Le parquet de Stockholm a annoncé lundi la réouverture d’une enquête pour viol visant l’Australien de 47 ans, accusation qu’il a toujours rejetée.

Ces poursuites avaient initialement été abandonnées en 2017, la justice suédoise ne pouvant mettre la main sur Assange, alors réfugié à l’ambassade équatorienne de Londres.

L’Australien s’y était réfugié, déguisé en coursier, le 19 juin 2012, craignant d’être arrêté par les autorités britanniques et extradé et jugé aux États-Unis, pour la diffusion en 2010 de plus de 700.000 documents sur les activités militaires et diplomatiques américaines.

Après avoir passé presque sept ans dans ce bâtiment diplomatique d’un quartier chic de la capitale britannique, l’Australien aux cheveux argentés a été interpellé le 11 avril, avec l’autorisation de Quito, apparaissant vieilli et affaibli.

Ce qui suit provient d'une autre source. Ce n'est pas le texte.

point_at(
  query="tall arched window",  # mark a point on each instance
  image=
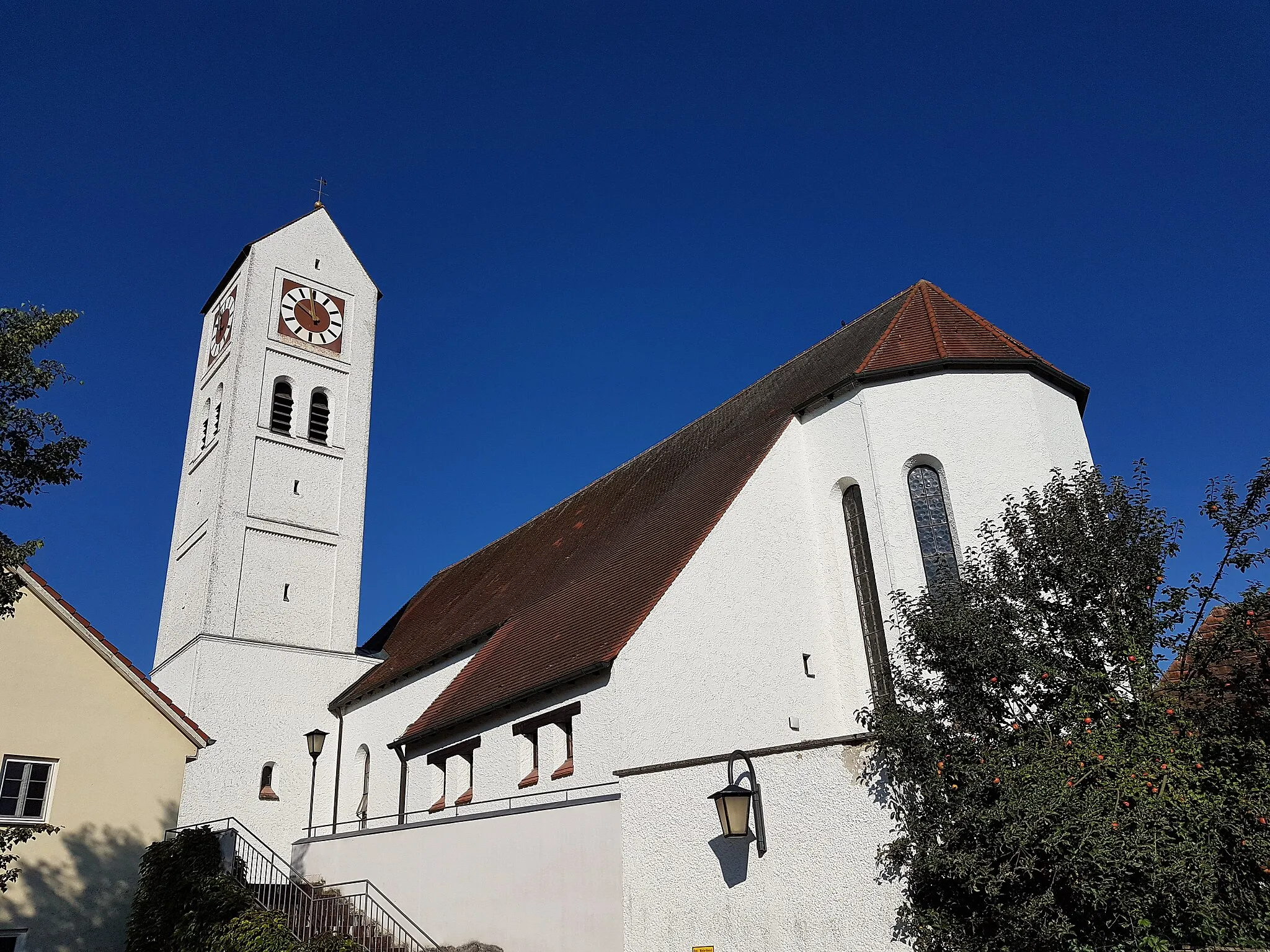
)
(866, 594)
(319, 416)
(280, 413)
(934, 532)
(363, 756)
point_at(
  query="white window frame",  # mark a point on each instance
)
(48, 788)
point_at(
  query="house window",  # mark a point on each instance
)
(464, 749)
(267, 782)
(866, 594)
(319, 416)
(563, 719)
(934, 532)
(280, 413)
(25, 788)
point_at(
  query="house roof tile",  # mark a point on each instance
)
(146, 685)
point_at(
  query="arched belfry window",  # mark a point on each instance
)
(866, 594)
(934, 531)
(319, 416)
(280, 412)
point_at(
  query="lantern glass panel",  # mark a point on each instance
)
(733, 806)
(315, 742)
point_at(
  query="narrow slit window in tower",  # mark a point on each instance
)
(866, 594)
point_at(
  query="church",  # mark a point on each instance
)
(527, 751)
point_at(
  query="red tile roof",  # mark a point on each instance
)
(146, 683)
(563, 593)
(1220, 667)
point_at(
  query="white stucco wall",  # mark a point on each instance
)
(718, 664)
(258, 701)
(535, 881)
(721, 656)
(814, 889)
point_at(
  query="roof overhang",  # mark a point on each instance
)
(95, 641)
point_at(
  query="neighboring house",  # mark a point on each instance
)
(92, 747)
(523, 753)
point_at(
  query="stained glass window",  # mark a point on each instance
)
(934, 534)
(866, 594)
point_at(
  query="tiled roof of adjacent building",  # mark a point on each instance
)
(118, 660)
(558, 598)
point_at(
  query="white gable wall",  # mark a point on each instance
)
(719, 662)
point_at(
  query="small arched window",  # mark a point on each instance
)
(363, 756)
(280, 413)
(319, 416)
(934, 531)
(267, 782)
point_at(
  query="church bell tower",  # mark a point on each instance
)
(259, 612)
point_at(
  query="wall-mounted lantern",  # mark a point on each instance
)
(315, 739)
(733, 804)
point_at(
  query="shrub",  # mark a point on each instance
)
(184, 897)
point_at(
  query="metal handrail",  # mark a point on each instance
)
(365, 822)
(316, 908)
(384, 896)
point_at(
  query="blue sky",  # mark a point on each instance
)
(593, 223)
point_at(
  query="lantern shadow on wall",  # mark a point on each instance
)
(733, 856)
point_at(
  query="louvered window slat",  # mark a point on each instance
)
(319, 416)
(280, 416)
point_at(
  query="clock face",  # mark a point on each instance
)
(223, 325)
(311, 316)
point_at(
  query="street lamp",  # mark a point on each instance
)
(315, 738)
(733, 804)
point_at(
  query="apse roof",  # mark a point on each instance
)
(558, 598)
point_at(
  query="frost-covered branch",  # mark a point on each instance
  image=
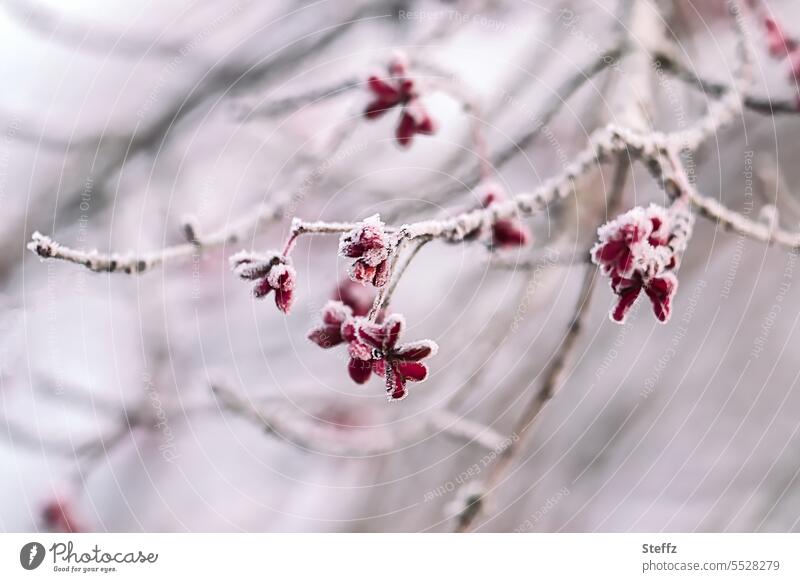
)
(131, 263)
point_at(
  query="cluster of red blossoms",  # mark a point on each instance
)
(369, 246)
(271, 271)
(639, 251)
(398, 89)
(373, 347)
(506, 232)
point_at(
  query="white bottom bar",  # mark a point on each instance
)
(401, 557)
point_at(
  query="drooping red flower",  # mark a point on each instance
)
(368, 244)
(639, 252)
(398, 89)
(506, 232)
(271, 271)
(57, 517)
(373, 348)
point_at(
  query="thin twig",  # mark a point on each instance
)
(553, 376)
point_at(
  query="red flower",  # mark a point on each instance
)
(271, 271)
(506, 232)
(329, 334)
(373, 348)
(660, 290)
(368, 244)
(398, 89)
(639, 251)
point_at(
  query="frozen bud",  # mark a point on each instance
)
(369, 247)
(271, 271)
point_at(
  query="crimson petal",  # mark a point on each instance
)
(412, 371)
(627, 297)
(360, 370)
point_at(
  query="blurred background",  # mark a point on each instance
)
(120, 120)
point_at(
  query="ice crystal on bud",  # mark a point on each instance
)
(639, 251)
(271, 271)
(373, 348)
(398, 89)
(368, 244)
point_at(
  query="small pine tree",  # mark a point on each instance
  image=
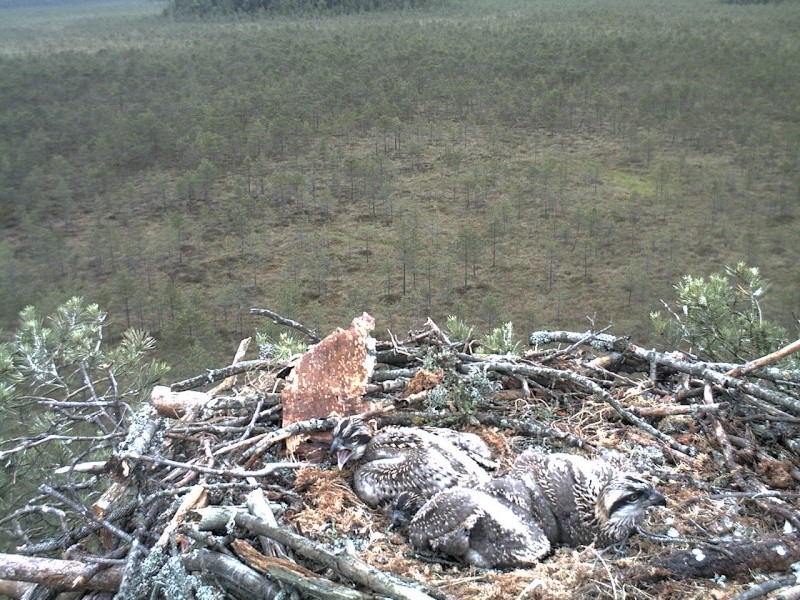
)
(66, 396)
(720, 318)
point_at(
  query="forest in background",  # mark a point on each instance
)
(538, 162)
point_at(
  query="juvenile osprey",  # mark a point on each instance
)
(577, 501)
(408, 459)
(546, 500)
(476, 528)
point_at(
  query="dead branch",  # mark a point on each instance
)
(290, 573)
(213, 375)
(350, 567)
(237, 358)
(279, 320)
(530, 370)
(58, 574)
(239, 578)
(237, 472)
(759, 363)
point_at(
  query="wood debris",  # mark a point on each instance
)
(207, 499)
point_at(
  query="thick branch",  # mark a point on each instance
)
(213, 375)
(350, 567)
(58, 574)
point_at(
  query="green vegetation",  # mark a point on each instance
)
(535, 162)
(721, 318)
(205, 8)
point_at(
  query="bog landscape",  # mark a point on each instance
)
(564, 226)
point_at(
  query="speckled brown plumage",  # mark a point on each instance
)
(406, 459)
(546, 500)
(578, 501)
(476, 528)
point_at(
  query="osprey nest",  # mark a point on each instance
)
(233, 492)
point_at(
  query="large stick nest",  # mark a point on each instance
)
(206, 501)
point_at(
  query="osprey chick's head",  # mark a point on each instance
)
(350, 439)
(623, 503)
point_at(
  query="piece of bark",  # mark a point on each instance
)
(259, 507)
(331, 378)
(176, 405)
(58, 574)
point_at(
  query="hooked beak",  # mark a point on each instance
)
(342, 456)
(656, 499)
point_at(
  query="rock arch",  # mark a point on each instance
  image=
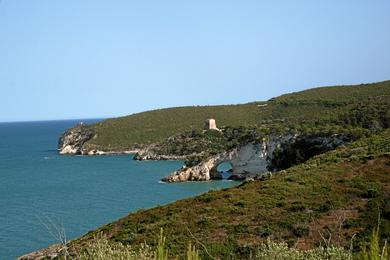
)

– Trump: « J’adore WikiLeaks » –

Depuis, Assange, incarcéré à la prison de Belmarsh, dans le sud-est de Londres, a été condamné à 50 semaines de prison pour s’être soustrait à la justice britannique en 2012. Et comparaît à nouveau devant un tribunal pour une demande d’extradition des Etats-Unis, une procédure qui devrait prendre de nombreux mois.

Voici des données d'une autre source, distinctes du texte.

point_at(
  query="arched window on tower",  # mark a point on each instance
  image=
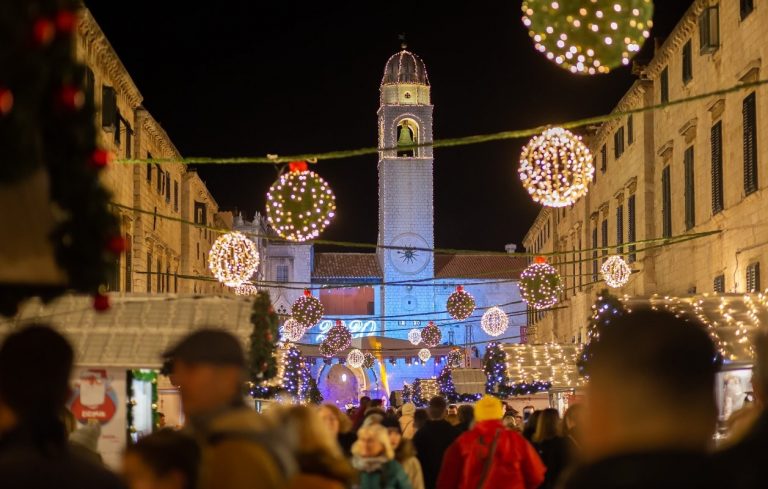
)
(407, 135)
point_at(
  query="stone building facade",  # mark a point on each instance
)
(689, 168)
(160, 253)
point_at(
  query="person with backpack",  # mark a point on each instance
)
(490, 456)
(240, 448)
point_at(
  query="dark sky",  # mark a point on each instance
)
(230, 78)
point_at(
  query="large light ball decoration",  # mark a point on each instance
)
(615, 271)
(307, 310)
(339, 337)
(540, 284)
(233, 259)
(588, 37)
(355, 358)
(460, 304)
(494, 321)
(424, 354)
(556, 168)
(292, 330)
(414, 336)
(431, 335)
(300, 204)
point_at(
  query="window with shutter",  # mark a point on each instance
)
(750, 144)
(631, 233)
(666, 203)
(717, 167)
(690, 190)
(664, 85)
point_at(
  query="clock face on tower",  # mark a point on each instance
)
(408, 254)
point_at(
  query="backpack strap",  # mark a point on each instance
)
(489, 461)
(279, 452)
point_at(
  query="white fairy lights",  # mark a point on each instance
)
(540, 284)
(615, 271)
(233, 259)
(300, 204)
(494, 321)
(556, 168)
(588, 37)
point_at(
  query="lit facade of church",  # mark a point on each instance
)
(404, 285)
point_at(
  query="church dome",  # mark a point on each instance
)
(405, 67)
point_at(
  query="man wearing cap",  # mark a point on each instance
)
(240, 447)
(490, 456)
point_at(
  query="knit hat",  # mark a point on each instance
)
(487, 408)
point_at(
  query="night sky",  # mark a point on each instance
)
(230, 78)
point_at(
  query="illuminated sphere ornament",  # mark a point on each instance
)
(540, 284)
(460, 304)
(494, 321)
(233, 259)
(588, 37)
(615, 271)
(414, 336)
(355, 358)
(300, 204)
(292, 330)
(369, 361)
(431, 335)
(307, 310)
(424, 354)
(556, 168)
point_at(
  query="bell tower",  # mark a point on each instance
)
(406, 215)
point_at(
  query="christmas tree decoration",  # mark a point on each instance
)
(460, 304)
(355, 358)
(414, 336)
(307, 310)
(588, 37)
(233, 259)
(246, 290)
(494, 321)
(263, 340)
(615, 271)
(431, 335)
(424, 354)
(556, 168)
(292, 330)
(369, 361)
(300, 204)
(540, 284)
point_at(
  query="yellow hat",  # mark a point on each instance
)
(488, 407)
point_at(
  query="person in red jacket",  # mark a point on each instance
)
(489, 456)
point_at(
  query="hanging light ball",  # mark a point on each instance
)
(300, 204)
(556, 168)
(615, 271)
(540, 284)
(431, 335)
(246, 289)
(494, 321)
(355, 358)
(460, 304)
(588, 37)
(414, 336)
(233, 259)
(307, 310)
(292, 330)
(339, 337)
(424, 354)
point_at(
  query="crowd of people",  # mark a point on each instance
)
(648, 421)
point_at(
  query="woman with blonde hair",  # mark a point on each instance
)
(374, 459)
(321, 462)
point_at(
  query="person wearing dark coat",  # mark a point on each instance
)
(35, 368)
(433, 439)
(651, 406)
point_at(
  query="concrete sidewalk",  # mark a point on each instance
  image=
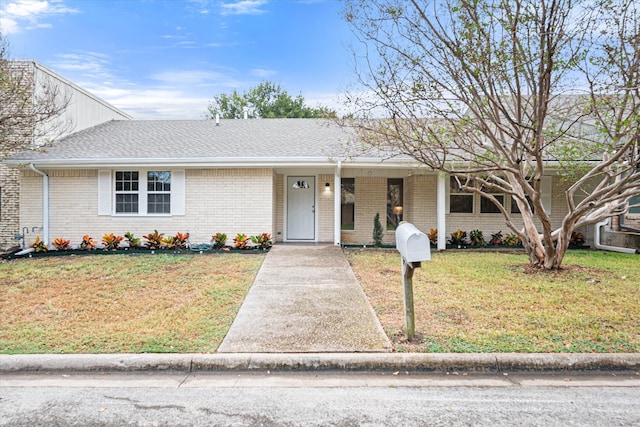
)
(305, 299)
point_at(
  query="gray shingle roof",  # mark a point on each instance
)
(193, 141)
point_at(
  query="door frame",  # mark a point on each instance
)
(285, 226)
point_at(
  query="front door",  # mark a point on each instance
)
(301, 209)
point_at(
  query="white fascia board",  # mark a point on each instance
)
(177, 163)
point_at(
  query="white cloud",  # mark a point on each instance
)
(263, 73)
(7, 25)
(187, 78)
(243, 7)
(92, 64)
(20, 14)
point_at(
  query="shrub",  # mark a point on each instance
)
(496, 239)
(576, 239)
(154, 240)
(168, 242)
(477, 238)
(459, 238)
(133, 242)
(219, 240)
(378, 231)
(87, 243)
(240, 241)
(111, 242)
(181, 240)
(433, 236)
(62, 244)
(263, 241)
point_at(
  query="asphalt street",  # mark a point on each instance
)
(324, 398)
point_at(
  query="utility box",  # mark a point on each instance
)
(413, 244)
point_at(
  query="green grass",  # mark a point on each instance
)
(120, 303)
(490, 302)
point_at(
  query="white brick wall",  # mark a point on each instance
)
(229, 201)
(235, 201)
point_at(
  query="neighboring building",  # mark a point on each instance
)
(292, 178)
(84, 110)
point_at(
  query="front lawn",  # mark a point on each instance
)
(121, 303)
(490, 302)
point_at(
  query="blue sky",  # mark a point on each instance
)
(167, 59)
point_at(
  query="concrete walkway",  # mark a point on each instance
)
(305, 299)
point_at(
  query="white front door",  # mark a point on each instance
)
(301, 209)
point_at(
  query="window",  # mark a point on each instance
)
(348, 204)
(159, 192)
(127, 192)
(130, 198)
(487, 206)
(459, 201)
(394, 202)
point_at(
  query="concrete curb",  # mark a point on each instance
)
(414, 362)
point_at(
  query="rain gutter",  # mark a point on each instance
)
(45, 203)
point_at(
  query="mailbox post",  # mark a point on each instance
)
(414, 247)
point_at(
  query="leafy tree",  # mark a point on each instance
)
(266, 101)
(495, 92)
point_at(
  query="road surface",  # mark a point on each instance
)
(320, 399)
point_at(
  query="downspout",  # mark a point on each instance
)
(45, 203)
(598, 245)
(441, 211)
(337, 205)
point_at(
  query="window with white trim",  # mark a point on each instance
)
(459, 201)
(127, 188)
(159, 192)
(142, 192)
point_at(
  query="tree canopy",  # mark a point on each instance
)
(266, 101)
(501, 93)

A l’audience, il a déclaré ne pas vouloir se « soumettre à une extradition pour un travail de journalisme qui a récolté de nombreuses récompenses et protégé beaucoup de gens ».

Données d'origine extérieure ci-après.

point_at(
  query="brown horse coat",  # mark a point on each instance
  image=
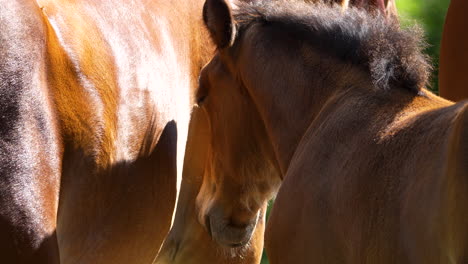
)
(374, 166)
(453, 72)
(95, 99)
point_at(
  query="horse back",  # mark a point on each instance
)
(30, 145)
(369, 182)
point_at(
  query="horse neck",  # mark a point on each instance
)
(288, 106)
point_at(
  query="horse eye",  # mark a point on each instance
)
(201, 99)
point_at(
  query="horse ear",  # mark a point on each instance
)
(218, 19)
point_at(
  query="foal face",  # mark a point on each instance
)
(238, 173)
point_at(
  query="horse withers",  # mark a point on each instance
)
(373, 166)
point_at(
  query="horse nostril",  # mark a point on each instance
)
(239, 225)
(208, 225)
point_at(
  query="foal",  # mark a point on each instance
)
(373, 166)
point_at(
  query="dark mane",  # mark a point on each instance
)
(393, 56)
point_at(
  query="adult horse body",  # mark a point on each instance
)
(374, 166)
(95, 104)
(188, 241)
(453, 56)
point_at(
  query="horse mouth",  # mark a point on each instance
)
(229, 235)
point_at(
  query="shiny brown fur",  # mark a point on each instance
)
(374, 166)
(188, 241)
(453, 71)
(95, 105)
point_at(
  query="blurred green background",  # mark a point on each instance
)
(430, 15)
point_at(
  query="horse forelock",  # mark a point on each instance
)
(390, 54)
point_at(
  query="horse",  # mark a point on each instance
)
(453, 65)
(330, 107)
(188, 241)
(95, 102)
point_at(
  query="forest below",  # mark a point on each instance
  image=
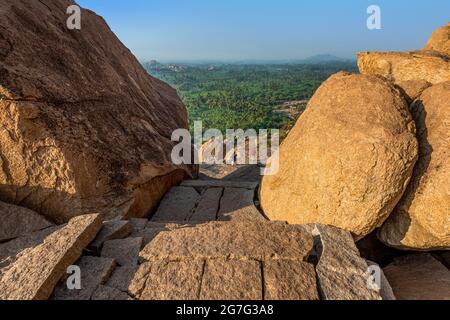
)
(244, 96)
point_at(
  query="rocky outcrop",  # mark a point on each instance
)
(348, 159)
(94, 272)
(419, 277)
(430, 66)
(17, 221)
(422, 218)
(342, 273)
(36, 272)
(440, 40)
(413, 88)
(84, 128)
(411, 69)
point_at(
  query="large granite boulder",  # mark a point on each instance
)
(84, 128)
(430, 66)
(348, 159)
(422, 218)
(440, 40)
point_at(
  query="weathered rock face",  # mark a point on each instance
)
(419, 277)
(36, 272)
(342, 273)
(413, 88)
(422, 218)
(440, 40)
(17, 221)
(84, 128)
(348, 160)
(431, 66)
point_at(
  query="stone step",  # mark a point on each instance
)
(219, 184)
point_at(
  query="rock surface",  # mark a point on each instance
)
(232, 280)
(31, 277)
(112, 230)
(124, 251)
(177, 205)
(84, 128)
(342, 273)
(348, 159)
(422, 218)
(385, 288)
(94, 272)
(430, 66)
(440, 40)
(419, 277)
(109, 294)
(17, 221)
(289, 280)
(241, 240)
(413, 88)
(169, 280)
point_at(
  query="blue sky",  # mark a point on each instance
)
(230, 30)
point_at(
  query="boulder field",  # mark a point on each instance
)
(83, 127)
(371, 152)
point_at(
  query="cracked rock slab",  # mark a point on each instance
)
(10, 251)
(112, 230)
(238, 240)
(177, 205)
(31, 277)
(124, 251)
(418, 277)
(168, 280)
(94, 272)
(238, 205)
(289, 280)
(208, 206)
(122, 278)
(17, 221)
(108, 293)
(231, 280)
(342, 273)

Mais cette image de « cyber-warrior » n’a plus le même lustre qu’avant. Elle s’est plus particulièrement brouillée avec la diffusion par sa plateforme, en 2016, à un moment-clé de la campagne présidentielle américaine, de milliers de courriels piratés provenant du Parti démocrate et de l’équipe d’Hillary Clinton, qui ont contribué à discréditer la candidate.

Ces révélations avaient alors suscité des éloges appuyés du candidat Donald Trump. « J’adore WikiLeaks », avait affirmé ce dernier au cours d’un meeting. D’après la CIA, ces documents ont été obtenus par WikiLeaks auprès d’agents russes, ce que nie la plateforme.

Personnage difficile à suivre, Julian Assange a été balloté de gauche à droite dès son plus jeune âge par sa mère, Christine Ann Assange, une artiste de théâtre qui s’était séparée de son père avant même sa naissance.


Il compare son enfance à celle de Tom Sawyer, entre construction de radeau et explorations diverses de son environnement. Jusqu’à l’âge de 15 ans, il vivra dans plus de 30 villes australiennes différentes et fréquentera de nombreuses écoles avant de se poser à Melbourne où il étudiera les mathématiques, la physique et l’informatique.

Doué, travailleur, il est happé par la communauté des hackers et commence à pirater les sites internet de la Nasa ou du Pentagone en utilisant le pseudonyme de « Mendax ».

– Soutien de Pamela Anderson –

C’est à cette époque qu’il a un fils, Daniel, dont il se disputera la garde avec la mère. Lorsqu’il lance WikiLeaks dans le but de « libérer la presse » et de « démasquer les secrets et abus d’État », il devient, selon un de ses biographes, « l’homme le plus dangereux du monde ».

Il se fait connaître du grand public en 2010 avec la publication de centaines de milliers de documents américains. Un coup d’éclat qui vaut à cet homme grand et mince au teint diaphane d’être présenté comme un champion de la liberté d’informer.

Mais en même temps que sa notoriété grandit, les critiques s’accumulent.

En 2011, les cinq journaux (dont The New York Times, The Guardian et Le Monde) associés à WikiLeaks condamnent la méthode de la plateforme, qui rend publics des télégrammes du département d’Etat américain non expurgés. Ils estiment que les documents sont susceptibles de « mettre certaines sources en danger ». La critique sera également formulée par le lanceur d’alertes Edward Snowden.

Chargé de rédiger l’autobiographie de Julian Assange, Andrew O’Hagan finit par jeter l’éponge avec ce verdict définitif : « L’homme qui se targue de dévoiler les secrets de ce monde ne supporte pas de dévoiler les siens ».

Depuis, seul un noyau dur lui est resté fidèle, à l’instar de l’actrice américaine Pamela Anderson, qui lui a rendu visite la semaine dernière en prison.